Monday, March 30, 2026

FUND‑HF: Financial Support Improves Medication Adherence in Vulnerable Patients

A small pilot trial called FUND‑HF, presented at ACC.26 and published in JACC, shows that a one‑time $500 financial payment given soon after hospital discharge significantly improves medication adherence in economically vulnerable patients with heart failure with reduced ejection fraction (HFrEF)

The randomized, 1:1 study enrolled 153 adults within two weeks of HF hospitalization at Parkland Memorial Hospital in Dallas, all with incomes below 130% of the Federal Poverty Level, difficulty paying bills, and at least one additional social determinant of health (SDOH) risk factor.

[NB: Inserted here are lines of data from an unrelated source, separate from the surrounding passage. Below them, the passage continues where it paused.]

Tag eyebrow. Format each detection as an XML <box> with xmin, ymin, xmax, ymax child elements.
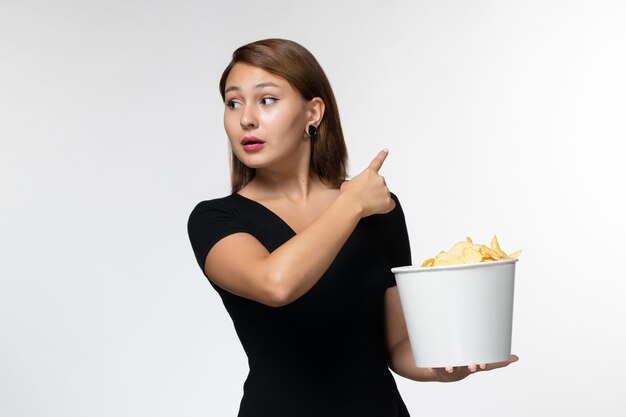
<box><xmin>224</xmin><ymin>81</ymin><xmax>280</xmax><ymax>94</ymax></box>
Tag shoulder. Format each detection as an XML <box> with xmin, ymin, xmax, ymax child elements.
<box><xmin>189</xmin><ymin>194</ymin><xmax>237</xmax><ymax>219</ymax></box>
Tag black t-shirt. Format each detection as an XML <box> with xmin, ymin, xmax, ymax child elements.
<box><xmin>188</xmin><ymin>194</ymin><xmax>411</xmax><ymax>417</ymax></box>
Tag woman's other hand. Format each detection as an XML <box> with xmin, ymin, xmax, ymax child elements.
<box><xmin>341</xmin><ymin>149</ymin><xmax>396</xmax><ymax>217</ymax></box>
<box><xmin>429</xmin><ymin>355</ymin><xmax>519</xmax><ymax>382</ymax></box>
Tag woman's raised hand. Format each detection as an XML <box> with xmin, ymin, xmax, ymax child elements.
<box><xmin>341</xmin><ymin>149</ymin><xmax>396</xmax><ymax>217</ymax></box>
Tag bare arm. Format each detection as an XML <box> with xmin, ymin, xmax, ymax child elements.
<box><xmin>385</xmin><ymin>287</ymin><xmax>519</xmax><ymax>382</ymax></box>
<box><xmin>204</xmin><ymin>151</ymin><xmax>395</xmax><ymax>306</ymax></box>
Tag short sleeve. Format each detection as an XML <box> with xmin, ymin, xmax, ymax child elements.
<box><xmin>382</xmin><ymin>193</ymin><xmax>411</xmax><ymax>287</ymax></box>
<box><xmin>187</xmin><ymin>199</ymin><xmax>248</xmax><ymax>276</ymax></box>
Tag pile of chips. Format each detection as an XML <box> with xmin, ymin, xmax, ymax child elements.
<box><xmin>422</xmin><ymin>236</ymin><xmax>522</xmax><ymax>266</ymax></box>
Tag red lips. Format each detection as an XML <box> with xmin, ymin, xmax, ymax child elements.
<box><xmin>241</xmin><ymin>136</ymin><xmax>265</xmax><ymax>152</ymax></box>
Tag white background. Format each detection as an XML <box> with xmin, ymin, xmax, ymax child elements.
<box><xmin>0</xmin><ymin>0</ymin><xmax>626</xmax><ymax>417</ymax></box>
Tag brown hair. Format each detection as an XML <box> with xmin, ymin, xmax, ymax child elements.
<box><xmin>220</xmin><ymin>39</ymin><xmax>348</xmax><ymax>193</ymax></box>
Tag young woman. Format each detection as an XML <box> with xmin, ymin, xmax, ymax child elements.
<box><xmin>188</xmin><ymin>39</ymin><xmax>517</xmax><ymax>417</ymax></box>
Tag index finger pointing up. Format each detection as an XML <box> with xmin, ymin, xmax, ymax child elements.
<box><xmin>368</xmin><ymin>149</ymin><xmax>389</xmax><ymax>172</ymax></box>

Those in the early financial support group received a prepaid ClinCard with no spending restrictions, while the control group received usual care without financial assistance. At one month, mean medication adherence was 0.74 in the financial‑support arm versus 0.54 in controls (p = 0.001); patients with financial support had a 42% higher probability of full adherence and better adherence to key HF guideline‑directed therapies like metoprolol and spironolactone

Adherence‑related metrics such as Kansas City Cardiomyopathy Questionnaire scores and all‑cause hospitalization rates did not differ significantly, likely because of the short follow‑up and pilot scale.

The investigators describe FUND‑HF as an “upstream” intervention that directly addresses adverse SDOH during a critical transition period, rather than relying only on traditional health‑system‑based support programs. 

They argue that these findings support larger, longer‑term trials testing whether sustained financial assistance can not only maintain better adherence but also improve quality of life, HF‑related outcomes, and health‑equity metrics in economically vulnerable populations.